Saturday, July 24, 2010

Selamat hari anak !!!

Banyak pihak yang menuding Hari Anak Nasional tahun ini terlalu banyak kado. Kado terburuk yang pernah ada. Mulai dari video berbau asusila artis-artis sampai konferensi pers artis yang diwarnai adegan seperti film remaja yang sedang dimabuk cinta. Tapi pernahkah kita menyadari memang selama ini sebagian besar anak-anak Indonesia tidak pernah menerima kado yang layak di hari istimewa ini?


Kemarin sore (tgl 23 Juli), saya pulang dari kantor dan menunggu bus jalur P157 ke arah Grogol. Saya tidak terlalu berharap bisa mendapatkan tempat duduk, karena pada jam-jam itu bus pasti penuh sesak. Setelah mencegat bus, saya naik dan untunglah mendapatkan kursi. Tapi saya harus rela duduk di tengah, di antara bapak dan ibu yang tubuhnya dua kali lebih besar dari saya.Hehe...
Bus lalu mulai berjalan, penumpang banyak yang naik dan turun.

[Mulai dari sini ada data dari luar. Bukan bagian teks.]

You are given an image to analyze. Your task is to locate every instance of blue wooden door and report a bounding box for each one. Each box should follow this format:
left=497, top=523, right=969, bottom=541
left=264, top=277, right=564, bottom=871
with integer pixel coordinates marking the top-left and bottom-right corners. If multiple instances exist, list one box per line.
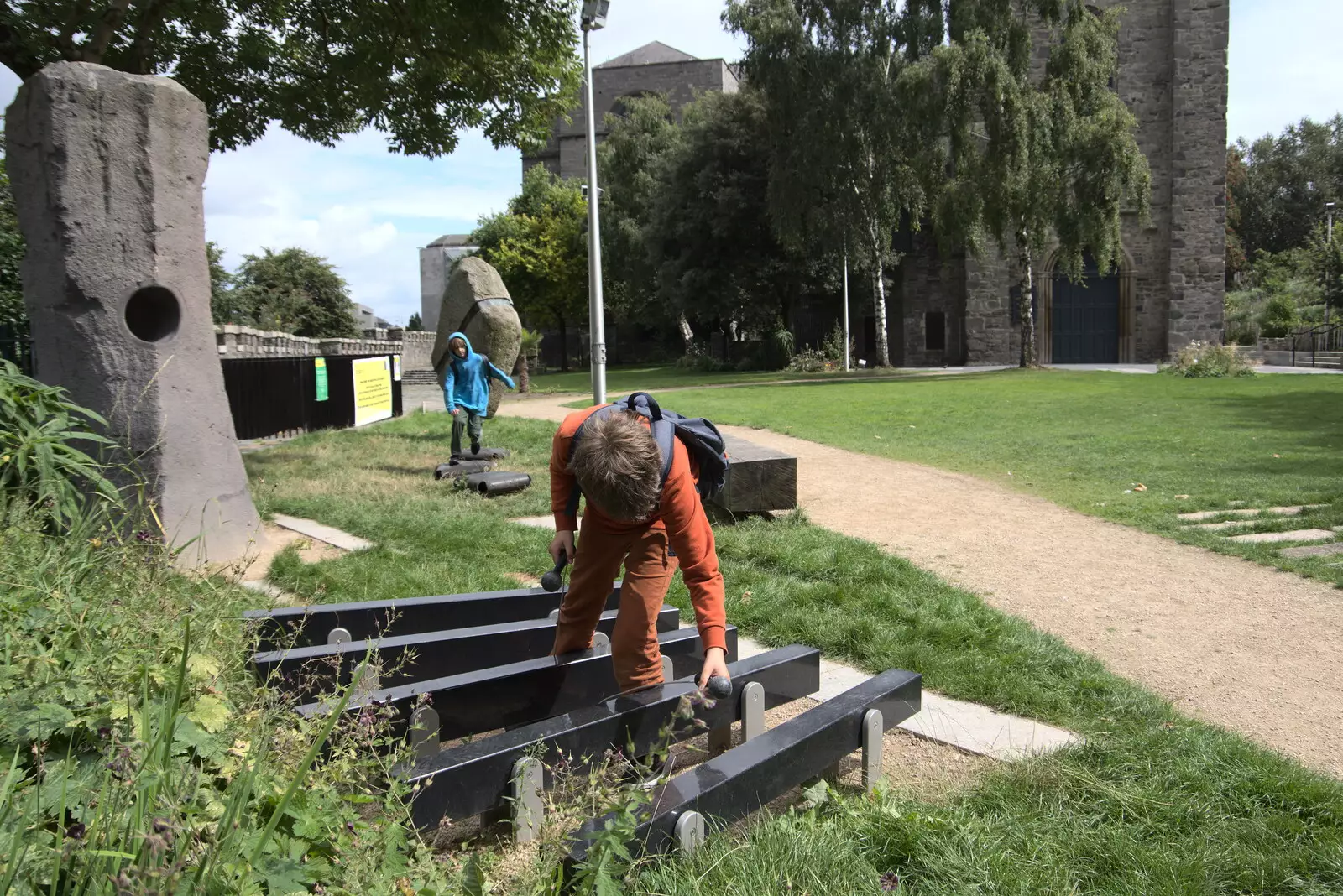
left=1052, top=258, right=1119, bottom=363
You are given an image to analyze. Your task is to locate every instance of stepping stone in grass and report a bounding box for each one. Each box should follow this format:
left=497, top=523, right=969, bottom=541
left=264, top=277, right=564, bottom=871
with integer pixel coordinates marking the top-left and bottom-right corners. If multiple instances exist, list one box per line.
left=1278, top=542, right=1343, bottom=557
left=1226, top=529, right=1334, bottom=544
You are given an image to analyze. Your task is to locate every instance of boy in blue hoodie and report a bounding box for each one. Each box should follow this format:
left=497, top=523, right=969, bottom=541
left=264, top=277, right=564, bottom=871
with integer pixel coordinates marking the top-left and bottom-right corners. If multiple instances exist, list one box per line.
left=443, top=333, right=515, bottom=457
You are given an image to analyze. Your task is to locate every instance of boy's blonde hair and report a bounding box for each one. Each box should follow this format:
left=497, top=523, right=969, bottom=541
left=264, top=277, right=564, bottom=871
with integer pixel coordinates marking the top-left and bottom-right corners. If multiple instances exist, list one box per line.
left=569, top=412, right=662, bottom=522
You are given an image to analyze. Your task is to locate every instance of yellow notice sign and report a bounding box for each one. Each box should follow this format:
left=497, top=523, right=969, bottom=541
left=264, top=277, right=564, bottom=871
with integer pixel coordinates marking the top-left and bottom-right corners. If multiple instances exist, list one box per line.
left=349, top=357, right=392, bottom=426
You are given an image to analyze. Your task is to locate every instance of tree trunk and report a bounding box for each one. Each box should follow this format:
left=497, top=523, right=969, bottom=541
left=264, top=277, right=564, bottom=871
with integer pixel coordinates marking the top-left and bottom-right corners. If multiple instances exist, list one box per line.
left=677, top=314, right=694, bottom=354
left=517, top=352, right=532, bottom=392
left=556, top=318, right=569, bottom=372
left=873, top=262, right=891, bottom=367
left=1016, top=235, right=1037, bottom=367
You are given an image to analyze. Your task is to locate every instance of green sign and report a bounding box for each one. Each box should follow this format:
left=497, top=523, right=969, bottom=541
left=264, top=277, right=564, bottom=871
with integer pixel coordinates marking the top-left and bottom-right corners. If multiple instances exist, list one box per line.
left=313, top=358, right=327, bottom=401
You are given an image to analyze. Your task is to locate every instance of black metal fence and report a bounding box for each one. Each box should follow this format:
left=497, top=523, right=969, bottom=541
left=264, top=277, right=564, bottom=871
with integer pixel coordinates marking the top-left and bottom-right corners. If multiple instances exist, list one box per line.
left=222, top=354, right=403, bottom=439
left=0, top=323, right=32, bottom=377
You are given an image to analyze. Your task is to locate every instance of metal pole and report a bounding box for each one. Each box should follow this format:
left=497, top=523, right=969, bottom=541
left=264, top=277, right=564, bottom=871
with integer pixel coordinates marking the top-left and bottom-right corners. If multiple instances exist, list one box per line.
left=583, top=23, right=606, bottom=405
left=844, top=253, right=849, bottom=372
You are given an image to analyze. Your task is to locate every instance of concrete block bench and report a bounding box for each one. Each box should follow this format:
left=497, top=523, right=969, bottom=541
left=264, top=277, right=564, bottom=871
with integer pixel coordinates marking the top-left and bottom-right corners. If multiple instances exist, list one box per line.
left=713, top=433, right=797, bottom=513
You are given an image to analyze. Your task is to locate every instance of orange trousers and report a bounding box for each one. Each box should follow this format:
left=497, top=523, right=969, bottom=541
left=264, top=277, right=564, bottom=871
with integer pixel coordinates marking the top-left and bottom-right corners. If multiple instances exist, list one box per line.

Begitu juga dengan pengamen dan penjaja makanan.
Ketika bis sampai di sebuah perempatan, ada seorang pengamen yang naik ke dalam bus. Dia membawa gitar kecil. Usianya sepertinya sama dengan adik saya yang baru mau masuk kuliah.
Ketika beringsut ke tengah-tengah bus (agar nyanyiannya bisa di dengar seisi bus) dia melewati penumpang yang bergelantungan karena tidak mendapatkan tempat duduk. Ada satu penumpang yang merasa terganggu dan melihat ke arahnya dengan tatapan galak. Penumpang itu lalu sedikit menjauh. Menerima perlakuan seperti itu, adek pengamen ini tetap saja cuek.
Lalu dia mulai sibuk menyanyikan lagu dengan gitarnya. Lagu ciptaannya sendiri karena belum pernah saya dengar sebelumnya di mana-mana. Lagu tentang putus cinta (selalu begitu...).
Di tengah nyanyiannya ternyata adek pengamen ini sempat memberi tahu penumpang yang menatapnya galak tadi, kalau ada kursi kosong di belakang. Eh..yang diberitahu malah melihatnya dengan perasaan curiga dan tetap berdiri. Saya cuma bisa geleng-geleng kepala.

Seorang adek perempuan kecil tiba-tiba muncul. Saya tidak melihatnya karena tingginya saja belum mencapai tinggi kursi bus. Tidak memakai sandal, baju daster merahnya melorot sebelah memperlihatkan kaos dalamnya. Juga tidak lupa ada ingus yang meler dari hidungnya. Adek kecil ini membagi-bagikan amplop lusuh pada penumpang sambil menjadi backing vokal pengamen yang sepertinya abangnya.

Saya memegang amplop yang diberikan adek kecil itu. Saya genggam erat. Ragu-ragu apakah amplop ini harus saya isi dengan uang? Tapi lalu saya teringat dengan gerakan yang melarang kita memberi uang pada pengamen dan pengemis. Saya urungkan niat memasukkan uang ke dalam amplop itu. Toh ini untuk kebaikan mereka juga, batin saya.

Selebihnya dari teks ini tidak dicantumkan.